Сердце Дариуса возликовало. Вот оно – то, чего он так долго ждал! Неужели отец наконец понял, что его младший сын на многое способен?
Но холодный ум подсказывал ему: нет, конечно же, нет. Это невозможно.
– Мне кажется, здесь что-то не так, – осторожно сказал он. – В чем подвох, хотелось бы мне знать?
– Нет, это будет совсем не просто, – ответил граф. – Имение заложено вот уже в течение десяти лет.
– Десять лет? – Дариус присвистнул. – Наверное, ты имеешь в виду дом сумасшедшей старухи в Чешире? Никак не вспомню, как он называется…
– Бичвуд.
«Сумасшедшей старухой» была двоюродная сестра лорда Харгейта, леди Маргарет Андовер, к моменту кончины не разговаривавшая ни с кем, кроме своего мопса Галахада, которому и оставила все наследство в одной из приписок к весьма пространному завещанию на двухстах восемнадцати страницах. В итоге собака скончалась, а из-за приписок к завещанию, которые одна другой противоречили, имение оказалось в Чансери.
Теперь Дариусу все стало ясно.
– Неужели дом все еще стоит? – удивился он.
– Едва ли.
– А земля?
– Как ты думаешь, в каком она находится состоянии после запустения в течение десяти лет?
Дариус кивнул:
– Понятно.
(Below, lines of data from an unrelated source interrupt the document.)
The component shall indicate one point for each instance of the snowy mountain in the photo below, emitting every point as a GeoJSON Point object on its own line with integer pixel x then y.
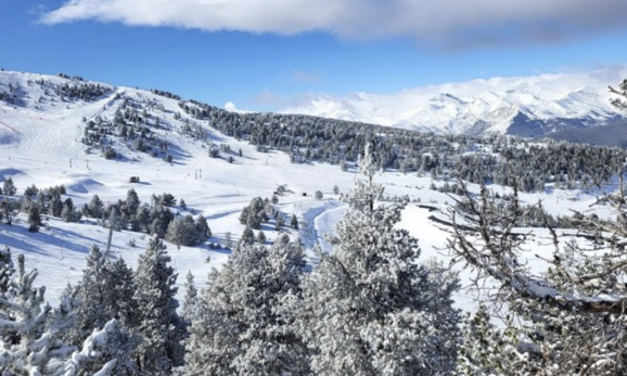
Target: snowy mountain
{"type": "Point", "coordinates": [524, 106]}
{"type": "Point", "coordinates": [60, 130]}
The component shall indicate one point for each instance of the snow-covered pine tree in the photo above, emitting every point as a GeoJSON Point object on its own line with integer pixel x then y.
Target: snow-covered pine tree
{"type": "Point", "coordinates": [369, 307]}
{"type": "Point", "coordinates": [189, 309]}
{"type": "Point", "coordinates": [92, 311]}
{"type": "Point", "coordinates": [567, 320]}
{"type": "Point", "coordinates": [244, 325]}
{"type": "Point", "coordinates": [106, 352]}
{"type": "Point", "coordinates": [26, 347]}
{"type": "Point", "coordinates": [160, 327]}
{"type": "Point", "coordinates": [182, 231]}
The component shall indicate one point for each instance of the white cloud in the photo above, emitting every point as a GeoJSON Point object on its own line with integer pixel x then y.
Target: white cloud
{"type": "Point", "coordinates": [455, 23]}
{"type": "Point", "coordinates": [409, 106]}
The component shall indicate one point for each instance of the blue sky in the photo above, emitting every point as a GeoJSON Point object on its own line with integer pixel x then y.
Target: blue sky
{"type": "Point", "coordinates": [266, 55]}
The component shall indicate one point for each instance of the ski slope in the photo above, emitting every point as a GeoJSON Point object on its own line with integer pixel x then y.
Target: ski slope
{"type": "Point", "coordinates": [39, 144]}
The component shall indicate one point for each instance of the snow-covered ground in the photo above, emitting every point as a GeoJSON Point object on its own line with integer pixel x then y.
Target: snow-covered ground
{"type": "Point", "coordinates": [39, 144]}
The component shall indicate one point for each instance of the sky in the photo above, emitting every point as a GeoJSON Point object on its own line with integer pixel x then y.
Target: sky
{"type": "Point", "coordinates": [272, 54]}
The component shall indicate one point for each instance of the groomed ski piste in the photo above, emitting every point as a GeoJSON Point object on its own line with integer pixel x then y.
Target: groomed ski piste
{"type": "Point", "coordinates": [40, 144]}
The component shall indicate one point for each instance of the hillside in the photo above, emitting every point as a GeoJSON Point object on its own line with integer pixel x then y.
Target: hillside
{"type": "Point", "coordinates": [533, 106]}
{"type": "Point", "coordinates": [61, 131]}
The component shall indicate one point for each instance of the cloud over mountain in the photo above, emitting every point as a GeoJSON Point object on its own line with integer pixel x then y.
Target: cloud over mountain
{"type": "Point", "coordinates": [451, 23]}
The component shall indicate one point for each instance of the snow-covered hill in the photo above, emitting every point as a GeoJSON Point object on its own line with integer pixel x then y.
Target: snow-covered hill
{"type": "Point", "coordinates": [526, 106]}
{"type": "Point", "coordinates": [43, 120]}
Ты предлагаешь мне вычистить авгиевы конюшни.
– Совершенно верно.
– Наверное, ты уверен, что для того, чтобы привести усадьбу в порядок, требуется не год, а по меньшей мере несколько лет, – усмехнулся Дариус. – Ложка дегтя в бочке меда.
– Когда-то имение приносило неплохую прибыль, так что есть вероятность сделать его и в дальнейшем вполне доходным. – Граф пожал плечами. – Лорд Литби, с землями которого имение граничит на востоке, давно мечтает прибрать его к рукам, и если ты не сможешь справиться с этим поручением, он найдет необходимые лазейки в законе и отберет его у меня.
Лорд Харгейт прекрасно знал, чем можно купить Дариуса, и не сомневался, что его трюк сработает. Любой, даже самый блестящий интеллект не в состоянии одержать верх над обычным мужским тщеславием.
– Что ж, я не могу отказаться, раз ты так ставишь вопрос. – Дариус вздохнул. – Ты даешь мне год, и когда он начнется?
– Прямо сегодня, – спокойно ответил лорд Харгейт.
Чешир
Суббота, 15 июня 1822 года
Свинья по кличке Гиацинта довольно похрюкивала в свинарнике, терпеливо выкармливая свое многочисленное потомство. Это была самая жирная и плодовитая свиноматка во всем графстве, гордость хозяина – маркиза Литби и предмет зависти всех его соседей.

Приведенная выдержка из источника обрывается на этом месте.